Glycerin is commonly called glycerol or glycerin. Glycerin is a sweet-tasting alcohol, which is colorless and odorless. It becomes a gummy paste when frozen, although freezing it can only be achieved at very low temperatures. It melts at 18 degrees Celsius and boils at 290 degrees Celsius. Its chemical formula is C3H8O3. It is miscible in water and alcohol. However, it does not mix with oil. It is an excellent solvent. In fact, there are substances that dissolve better in glycerol than in water or alcohol.

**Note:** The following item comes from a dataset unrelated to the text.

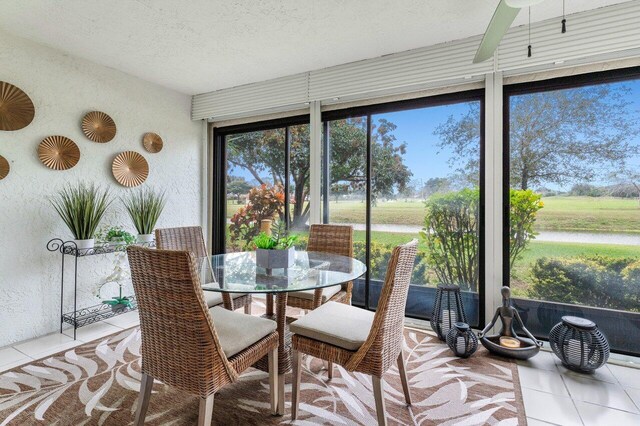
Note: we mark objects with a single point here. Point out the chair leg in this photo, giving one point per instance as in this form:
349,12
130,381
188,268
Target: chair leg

The compound absorbs water from the air. This is why it is known as a hygroscopic substance. Suppose you leave a container of pure glycerin or glycerol in open air, it will become diluted as it attracts water molecules. According to a speculation, a drop of this liquid in the tongue can raise a blister because it would draw out water from deep into the tongue tissue. But this remains a clever speculation.

The sweet-tasting alcohol is found in many skin moisturizing lotions and creams because of the water-retaining and water-absorbing capacity. Thus, it softens and smoothens the skin. It is believed, however, that this substance has other beneficial properties aside from simply moisturizing and attracting water molecules.

The compound originates from fats and oils. In fact, molecules of fat contain glycerol. One way to extract it from fats or oils is through saponification - a chemical reaction involving a fat and an alkali. This chemical reaction produces soap. Soap-making is a common source of this trihydric alcohol under discussion.